Depuis l’ouverture du dossier par la CPI, l’institution a dépêché à plusieurs reprises des missions d’évaluation à Conakry afin de s’assurer de la bonne foi des autorités guinéennes dans leur engagement à faire justice. Le procureur Karim Khan avait lui-même assisté au lancement du procès en 2022, saluant alors un « moment historique », 13 ans après les faits.
Mais la grâce présidentielle, survenue moins d’un an après la condamnation de Moussa Dadis Camara, fragilise les engagements pris dans le mémorandum d’accord signé entre la Guinée et la CPI. En particulier, l’article 4 de ce document stipule que la Cour peut se saisir du dossier si des mesures compromettent sérieusement le déroulement des procédures judiciaires ou entravent le bon fonctionnement de la justice.
Vives critiques de la société civile
Cette grâce a été vivement dénoncée par plusieurs organisations de défense des droits humains. Alseny Sall, chargé de communication de l’Organisation guinéenne de défense des droits de l’homme (OGDH), a exprimé l’indignation des victimes :
« C’est un pouvoir discrétionnaire du président, certes, mais la grâce présidentielle est encadrée par des principes de droit. Elle ne peut intervenir qu’après une décision judiciaire définitive. Or, l’affaire était encore en attente de jugement en appel. Cette décision viole les règles élémentaires d’un procès équitable », déplore-t-il.

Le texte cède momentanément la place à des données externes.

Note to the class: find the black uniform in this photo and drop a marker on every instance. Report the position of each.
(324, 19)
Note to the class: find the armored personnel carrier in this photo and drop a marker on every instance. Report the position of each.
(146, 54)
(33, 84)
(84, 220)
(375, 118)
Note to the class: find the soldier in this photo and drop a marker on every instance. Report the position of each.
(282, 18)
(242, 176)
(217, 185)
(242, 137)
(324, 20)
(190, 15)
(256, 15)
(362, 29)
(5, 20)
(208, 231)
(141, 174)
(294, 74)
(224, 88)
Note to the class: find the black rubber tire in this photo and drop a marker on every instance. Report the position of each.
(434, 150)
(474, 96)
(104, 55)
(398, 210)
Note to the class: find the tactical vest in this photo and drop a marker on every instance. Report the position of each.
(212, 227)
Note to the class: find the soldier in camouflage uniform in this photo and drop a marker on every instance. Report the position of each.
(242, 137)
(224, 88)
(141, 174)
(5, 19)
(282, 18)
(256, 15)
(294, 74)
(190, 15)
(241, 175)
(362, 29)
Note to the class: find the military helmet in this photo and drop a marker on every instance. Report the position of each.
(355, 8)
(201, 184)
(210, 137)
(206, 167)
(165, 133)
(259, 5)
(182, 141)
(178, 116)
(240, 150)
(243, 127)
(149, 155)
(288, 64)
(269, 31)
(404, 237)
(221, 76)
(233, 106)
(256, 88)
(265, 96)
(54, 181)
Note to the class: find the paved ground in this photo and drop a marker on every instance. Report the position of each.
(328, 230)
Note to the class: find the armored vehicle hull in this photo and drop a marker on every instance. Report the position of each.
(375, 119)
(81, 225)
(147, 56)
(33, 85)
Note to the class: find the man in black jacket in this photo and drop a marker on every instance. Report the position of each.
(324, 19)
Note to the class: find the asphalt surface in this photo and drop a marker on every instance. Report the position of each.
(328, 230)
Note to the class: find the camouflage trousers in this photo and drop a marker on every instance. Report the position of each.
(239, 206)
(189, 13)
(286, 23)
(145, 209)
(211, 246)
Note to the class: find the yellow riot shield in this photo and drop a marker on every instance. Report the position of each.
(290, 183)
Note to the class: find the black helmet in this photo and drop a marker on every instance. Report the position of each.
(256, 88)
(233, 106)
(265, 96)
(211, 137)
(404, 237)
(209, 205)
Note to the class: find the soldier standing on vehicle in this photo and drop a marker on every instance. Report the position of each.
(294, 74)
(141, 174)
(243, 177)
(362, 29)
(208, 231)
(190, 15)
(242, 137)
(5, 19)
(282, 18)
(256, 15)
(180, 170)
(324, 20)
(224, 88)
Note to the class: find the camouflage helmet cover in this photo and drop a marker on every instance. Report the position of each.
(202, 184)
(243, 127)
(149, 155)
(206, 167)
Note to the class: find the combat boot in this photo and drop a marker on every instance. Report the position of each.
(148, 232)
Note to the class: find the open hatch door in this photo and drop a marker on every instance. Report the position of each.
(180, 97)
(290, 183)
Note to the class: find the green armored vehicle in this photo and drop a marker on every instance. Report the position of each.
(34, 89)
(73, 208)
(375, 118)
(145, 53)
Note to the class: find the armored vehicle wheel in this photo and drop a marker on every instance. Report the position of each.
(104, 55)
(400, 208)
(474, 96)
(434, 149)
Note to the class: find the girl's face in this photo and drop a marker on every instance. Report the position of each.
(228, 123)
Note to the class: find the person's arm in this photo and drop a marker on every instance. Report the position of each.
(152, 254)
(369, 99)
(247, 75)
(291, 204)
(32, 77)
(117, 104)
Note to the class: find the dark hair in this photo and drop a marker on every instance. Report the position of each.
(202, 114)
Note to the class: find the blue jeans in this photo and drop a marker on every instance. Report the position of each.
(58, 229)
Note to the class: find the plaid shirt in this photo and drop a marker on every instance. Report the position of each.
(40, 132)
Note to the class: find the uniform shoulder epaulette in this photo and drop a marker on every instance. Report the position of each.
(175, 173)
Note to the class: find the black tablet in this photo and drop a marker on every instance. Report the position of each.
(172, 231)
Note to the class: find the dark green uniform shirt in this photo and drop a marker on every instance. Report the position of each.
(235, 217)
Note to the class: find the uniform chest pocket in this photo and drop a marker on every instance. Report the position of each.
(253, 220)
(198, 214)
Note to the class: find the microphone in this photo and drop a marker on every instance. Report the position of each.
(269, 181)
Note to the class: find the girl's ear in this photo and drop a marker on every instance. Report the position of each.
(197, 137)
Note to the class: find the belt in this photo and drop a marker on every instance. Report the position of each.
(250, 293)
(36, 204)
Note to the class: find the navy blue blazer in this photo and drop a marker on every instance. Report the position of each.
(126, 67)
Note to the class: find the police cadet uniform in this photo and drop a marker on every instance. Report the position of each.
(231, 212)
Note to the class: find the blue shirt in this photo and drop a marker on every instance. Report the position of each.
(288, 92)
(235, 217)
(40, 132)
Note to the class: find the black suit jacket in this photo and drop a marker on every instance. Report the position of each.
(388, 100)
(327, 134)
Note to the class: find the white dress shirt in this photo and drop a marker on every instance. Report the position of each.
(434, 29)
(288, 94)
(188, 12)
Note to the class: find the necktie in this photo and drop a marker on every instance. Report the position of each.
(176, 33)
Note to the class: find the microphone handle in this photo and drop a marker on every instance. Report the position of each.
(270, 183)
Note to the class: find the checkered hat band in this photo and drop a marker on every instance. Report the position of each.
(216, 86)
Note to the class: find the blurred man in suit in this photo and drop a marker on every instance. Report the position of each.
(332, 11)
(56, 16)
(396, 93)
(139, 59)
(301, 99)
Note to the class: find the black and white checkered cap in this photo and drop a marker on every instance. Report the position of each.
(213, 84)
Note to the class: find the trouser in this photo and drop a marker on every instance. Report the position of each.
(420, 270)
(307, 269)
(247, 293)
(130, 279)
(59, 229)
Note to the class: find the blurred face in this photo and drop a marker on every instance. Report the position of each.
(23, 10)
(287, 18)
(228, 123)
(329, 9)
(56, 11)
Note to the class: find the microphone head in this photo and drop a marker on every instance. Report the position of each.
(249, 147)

Par ailleurs, l’OGDH fustige le caractère sélectif de l’indemnisation décidée par les autorités : seules 334 victimes sont concernées, alors que près de 500 personnes s’étaient constituées parties civiles.
À l’heure où la délégation de la CPI mène ses consultations, les regards sont tournés vers l’évolution de ce dossier crucial pour la justice transitionnelle en Guinée.